Saccharide-free tablets comprising a salt of quinapril or moexipril and an alkaline compound and further comprising an excipient that stabilizes against hydrolysis and is either water-soluble or absorbs water.

Description

    BACKGROUND OF THE INVENTION
  • Quinapril and Moexipril are known ACE (Angiotensin Converting Enzyme) inhibitors, which are useful in treatment of hypertension. Both compounds are members of a class of compounds disclosed and claimed in U.S. Pat. No. 4,344,949. [0001]
  • Quinapril and Moexipril will both form acid addition salts, such as hydrochloride. Also, since both quinapril and moexipril have a carboxylic acid moiety, both can be reacted with bases to form basic salts such as the sodium and magnesium salts. [0002]
  • As is the case with other similar compounds, quinapril and moexipril and their salts are susceptible to degradation by both cyclization and hydrolysis. Both types of degradation are accelerated by various excipients (i.e. inactive ingredients) used in the manufacture of pharmaceutical tablets. It has thus been found difficult to formulate tablets comprising salts of either quinapril or moexipril that are stable against such degradation. [0003]
  • U.S. Pat.
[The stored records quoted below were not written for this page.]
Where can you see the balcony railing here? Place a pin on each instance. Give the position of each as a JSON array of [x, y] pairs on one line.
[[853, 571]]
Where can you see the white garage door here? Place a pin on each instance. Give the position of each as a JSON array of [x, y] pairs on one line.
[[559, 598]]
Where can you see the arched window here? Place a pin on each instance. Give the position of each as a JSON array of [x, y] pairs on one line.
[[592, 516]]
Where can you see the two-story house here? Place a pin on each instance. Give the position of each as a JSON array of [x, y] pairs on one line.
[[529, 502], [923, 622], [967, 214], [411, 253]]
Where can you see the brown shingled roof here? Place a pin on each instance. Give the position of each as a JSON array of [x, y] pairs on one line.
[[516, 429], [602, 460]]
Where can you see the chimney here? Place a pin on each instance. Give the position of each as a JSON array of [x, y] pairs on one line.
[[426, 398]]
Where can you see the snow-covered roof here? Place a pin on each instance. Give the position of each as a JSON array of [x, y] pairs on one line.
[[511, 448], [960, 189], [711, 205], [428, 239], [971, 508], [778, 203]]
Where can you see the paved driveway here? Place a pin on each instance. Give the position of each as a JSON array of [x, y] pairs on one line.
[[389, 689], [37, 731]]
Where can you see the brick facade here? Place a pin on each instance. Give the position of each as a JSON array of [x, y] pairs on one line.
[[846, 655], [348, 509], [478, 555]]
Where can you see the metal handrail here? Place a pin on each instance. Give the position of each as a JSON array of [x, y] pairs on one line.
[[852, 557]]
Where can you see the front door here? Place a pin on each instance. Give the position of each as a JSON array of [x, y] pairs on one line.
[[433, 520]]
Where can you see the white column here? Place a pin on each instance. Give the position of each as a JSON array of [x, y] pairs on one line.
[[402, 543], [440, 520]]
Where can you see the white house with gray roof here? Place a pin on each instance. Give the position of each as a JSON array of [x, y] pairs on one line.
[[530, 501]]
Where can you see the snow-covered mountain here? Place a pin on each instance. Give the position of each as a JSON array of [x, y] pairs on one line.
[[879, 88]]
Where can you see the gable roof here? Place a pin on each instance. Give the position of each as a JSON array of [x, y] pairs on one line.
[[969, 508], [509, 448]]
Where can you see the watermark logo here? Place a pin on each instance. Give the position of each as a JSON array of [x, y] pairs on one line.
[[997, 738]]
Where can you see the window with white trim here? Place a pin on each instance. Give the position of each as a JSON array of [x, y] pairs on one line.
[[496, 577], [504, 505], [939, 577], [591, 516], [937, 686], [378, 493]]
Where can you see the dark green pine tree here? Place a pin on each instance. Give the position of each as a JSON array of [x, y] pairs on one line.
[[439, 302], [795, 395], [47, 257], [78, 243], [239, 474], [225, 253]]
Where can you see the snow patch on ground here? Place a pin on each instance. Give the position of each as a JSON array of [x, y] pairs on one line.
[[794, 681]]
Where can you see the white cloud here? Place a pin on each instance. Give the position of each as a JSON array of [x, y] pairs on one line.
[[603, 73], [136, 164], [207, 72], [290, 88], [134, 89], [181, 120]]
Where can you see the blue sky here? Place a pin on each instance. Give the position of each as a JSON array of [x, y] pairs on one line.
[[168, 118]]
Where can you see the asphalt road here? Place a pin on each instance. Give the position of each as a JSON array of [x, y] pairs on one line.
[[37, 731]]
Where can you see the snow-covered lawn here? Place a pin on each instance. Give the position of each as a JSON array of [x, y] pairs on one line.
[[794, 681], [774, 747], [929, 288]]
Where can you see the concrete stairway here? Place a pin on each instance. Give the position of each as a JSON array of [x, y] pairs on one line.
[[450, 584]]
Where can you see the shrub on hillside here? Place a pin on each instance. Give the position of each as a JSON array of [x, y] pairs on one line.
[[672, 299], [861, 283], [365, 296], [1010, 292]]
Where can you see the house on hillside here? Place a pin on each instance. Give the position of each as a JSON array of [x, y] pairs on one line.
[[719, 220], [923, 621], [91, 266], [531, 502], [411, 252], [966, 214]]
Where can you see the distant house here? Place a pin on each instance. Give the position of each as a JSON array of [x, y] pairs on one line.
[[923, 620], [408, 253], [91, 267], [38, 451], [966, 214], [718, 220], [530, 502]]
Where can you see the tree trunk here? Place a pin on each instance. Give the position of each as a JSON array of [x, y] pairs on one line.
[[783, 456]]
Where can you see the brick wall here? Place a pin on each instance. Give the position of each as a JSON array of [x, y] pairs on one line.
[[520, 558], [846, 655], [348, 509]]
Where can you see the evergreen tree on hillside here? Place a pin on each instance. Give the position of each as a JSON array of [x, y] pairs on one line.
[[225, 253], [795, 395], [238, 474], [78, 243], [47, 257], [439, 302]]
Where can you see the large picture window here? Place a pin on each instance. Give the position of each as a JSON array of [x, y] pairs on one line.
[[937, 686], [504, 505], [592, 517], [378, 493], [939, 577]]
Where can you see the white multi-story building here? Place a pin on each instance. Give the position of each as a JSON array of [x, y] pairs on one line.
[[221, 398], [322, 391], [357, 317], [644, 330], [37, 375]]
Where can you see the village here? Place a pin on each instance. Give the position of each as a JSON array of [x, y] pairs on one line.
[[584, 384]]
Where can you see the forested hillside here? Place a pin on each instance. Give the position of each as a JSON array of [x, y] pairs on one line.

No. 4,743,450 teaches that ACE inhibitors, and in particular quinapril and its acid addition salts, are stabilized in compositions that comprise both an alkaline compound and a saccharide. It is taught that the alkaline compound inhibits cyclization, and the saccharide inhibits hydrolysis. Magnesium, calcium and sodium compounds are said to be preferred as alkaline compound, and magnesium is most preferred. [0004]
  • Examples A and B in this patent both show tablets comprising quinapril hydrochloride as the active drug, magnesium carbonate as the alkaline compound, and lactose as the saccharide. Both examples also include gelatin as binder, crospovidone (also known as polyplasdone) as disintegrant, and magnesium stearate as lubricant. [0005]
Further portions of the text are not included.